AIs not Improving Genetic Algorithm Bullet Shooter Simulation

ImNotKevPlayz · June 1, 2022, 3:33am

So, I’ve been trying to implement a successful Genetic Algorithm for my little bullet shooter game. The rules are simple. There are boxes, each containing 2 AIs that do 1v1s against each other. There is no health, but the fitness of each individual is determined by the number of points scored (number of bullets landed on enemy) and amount of damage taken (-3 fitness if they get hit by an enemy bullet).

The AIs fight each other for 10 seconds, then it performs some basic tournament selection, where it chooses 2 random individuals to fight each other with the victor included in a mating pool. It repeats this process 4 times. Then it picks random individuals in the mating pool and performs crossover & mutation for the next generation.

The issue is, I left the simulation running for quite a long time and the AIs didn’t seem to improve at all.
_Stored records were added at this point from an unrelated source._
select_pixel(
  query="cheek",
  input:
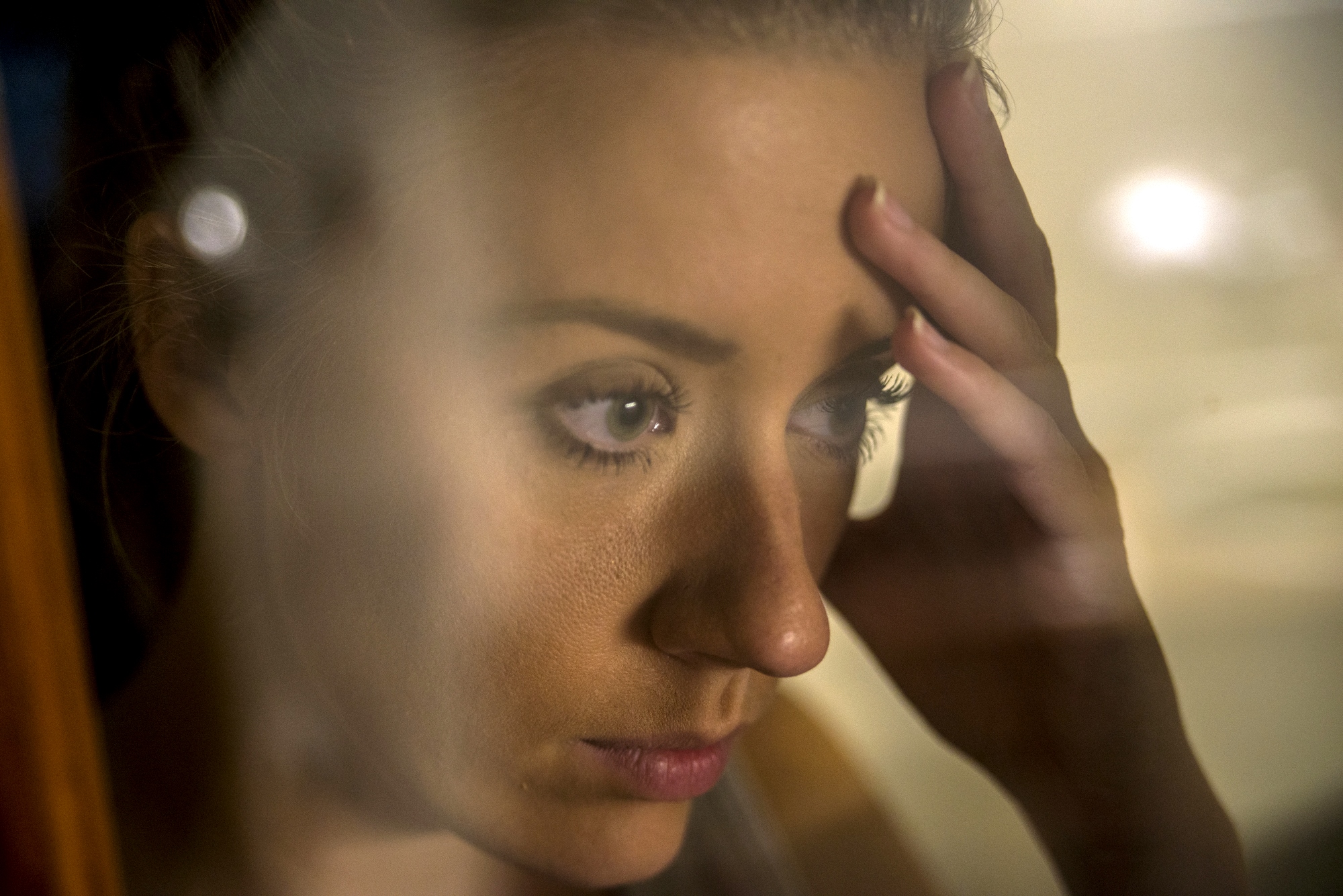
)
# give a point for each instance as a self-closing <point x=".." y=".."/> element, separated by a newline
<point x="825" y="491"/>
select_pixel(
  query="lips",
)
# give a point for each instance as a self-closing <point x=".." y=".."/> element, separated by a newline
<point x="664" y="770"/>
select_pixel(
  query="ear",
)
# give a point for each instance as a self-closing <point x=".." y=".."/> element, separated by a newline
<point x="186" y="379"/>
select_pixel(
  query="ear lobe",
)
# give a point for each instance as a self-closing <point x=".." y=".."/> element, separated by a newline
<point x="185" y="377"/>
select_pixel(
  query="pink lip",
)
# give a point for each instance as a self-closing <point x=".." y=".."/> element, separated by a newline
<point x="664" y="770"/>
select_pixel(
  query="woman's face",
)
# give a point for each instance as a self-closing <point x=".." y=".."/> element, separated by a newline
<point x="584" y="436"/>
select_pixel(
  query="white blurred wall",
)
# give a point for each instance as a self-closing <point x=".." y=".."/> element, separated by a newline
<point x="1187" y="160"/>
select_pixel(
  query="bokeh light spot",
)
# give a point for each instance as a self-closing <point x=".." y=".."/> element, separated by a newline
<point x="1168" y="217"/>
<point x="214" y="223"/>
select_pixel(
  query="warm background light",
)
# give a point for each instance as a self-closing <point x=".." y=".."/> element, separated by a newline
<point x="1187" y="160"/>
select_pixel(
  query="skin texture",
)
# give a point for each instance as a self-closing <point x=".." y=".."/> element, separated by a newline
<point x="453" y="601"/>
<point x="404" y="620"/>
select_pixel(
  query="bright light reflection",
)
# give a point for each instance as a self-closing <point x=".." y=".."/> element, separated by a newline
<point x="1168" y="217"/>
<point x="214" y="223"/>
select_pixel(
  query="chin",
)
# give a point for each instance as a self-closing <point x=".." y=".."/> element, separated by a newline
<point x="620" y="846"/>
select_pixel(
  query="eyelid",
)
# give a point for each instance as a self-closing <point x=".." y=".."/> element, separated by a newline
<point x="868" y="375"/>
<point x="597" y="383"/>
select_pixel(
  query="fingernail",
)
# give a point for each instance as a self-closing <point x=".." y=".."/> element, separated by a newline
<point x="925" y="330"/>
<point x="891" y="208"/>
<point x="974" y="78"/>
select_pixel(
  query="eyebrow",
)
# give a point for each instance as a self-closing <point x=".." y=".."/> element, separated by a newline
<point x="868" y="350"/>
<point x="672" y="336"/>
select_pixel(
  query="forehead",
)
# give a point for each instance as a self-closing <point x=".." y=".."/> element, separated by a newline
<point x="703" y="184"/>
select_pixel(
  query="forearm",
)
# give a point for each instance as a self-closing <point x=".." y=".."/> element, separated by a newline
<point x="1172" y="840"/>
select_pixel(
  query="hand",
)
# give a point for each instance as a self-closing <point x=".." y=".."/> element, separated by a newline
<point x="996" y="589"/>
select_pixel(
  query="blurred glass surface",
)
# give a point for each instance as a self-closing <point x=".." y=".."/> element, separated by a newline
<point x="1187" y="162"/>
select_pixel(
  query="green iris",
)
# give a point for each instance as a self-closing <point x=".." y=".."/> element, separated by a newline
<point x="629" y="417"/>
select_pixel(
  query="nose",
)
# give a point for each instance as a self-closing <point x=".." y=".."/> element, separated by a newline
<point x="745" y="596"/>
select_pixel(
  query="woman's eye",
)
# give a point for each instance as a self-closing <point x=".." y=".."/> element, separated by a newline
<point x="839" y="423"/>
<point x="617" y="423"/>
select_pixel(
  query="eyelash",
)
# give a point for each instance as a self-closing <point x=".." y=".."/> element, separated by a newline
<point x="884" y="395"/>
<point x="671" y="397"/>
<point x="674" y="400"/>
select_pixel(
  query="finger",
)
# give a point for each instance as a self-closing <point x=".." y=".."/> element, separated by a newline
<point x="992" y="212"/>
<point x="1041" y="467"/>
<point x="965" y="302"/>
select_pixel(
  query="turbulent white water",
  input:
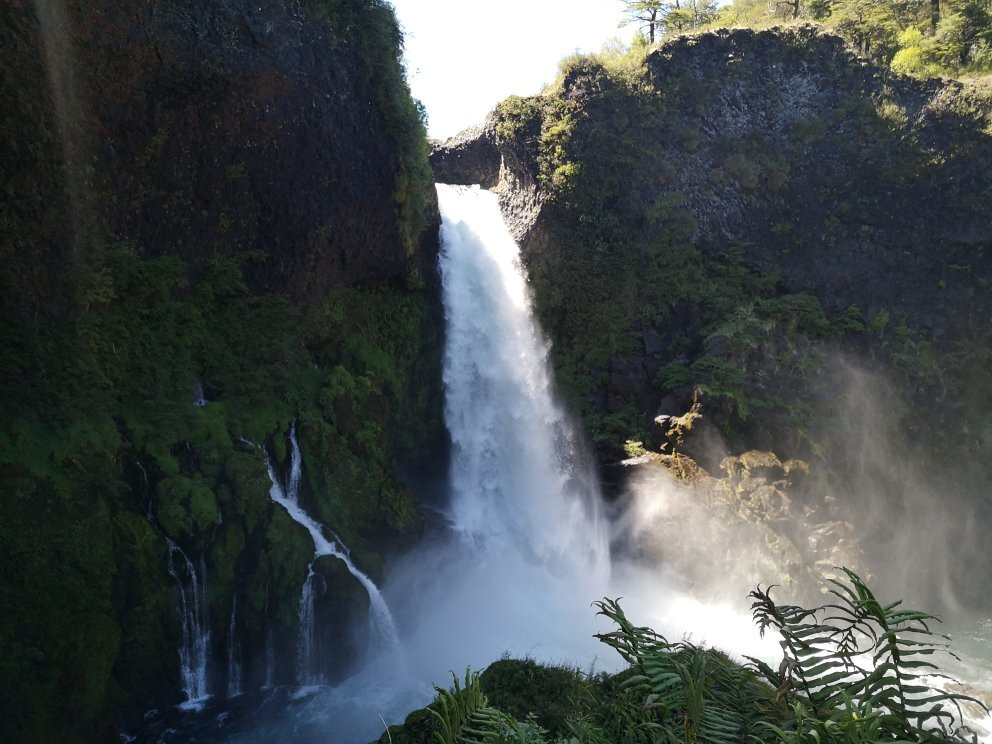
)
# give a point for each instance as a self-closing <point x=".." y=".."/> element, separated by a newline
<point x="518" y="477"/>
<point x="382" y="625"/>
<point x="194" y="648"/>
I think the most likely cause would be the fitness function, but I don’t know a way to resolve this. I’m not sure exactly how to define a good fitness function to evaluate the performance of each individual without it having issues. Right now, the AI seems to value spinning in circles and mass shooting or doing random movements in general.

Video:
https://gyazo.com/d504f4f54ca85928a0abf54aa5dff3a3

nicemike40 · June 1, 2022, 3:40am

Is there any input to the algorithm? Do agents have vision or a concept of where things are?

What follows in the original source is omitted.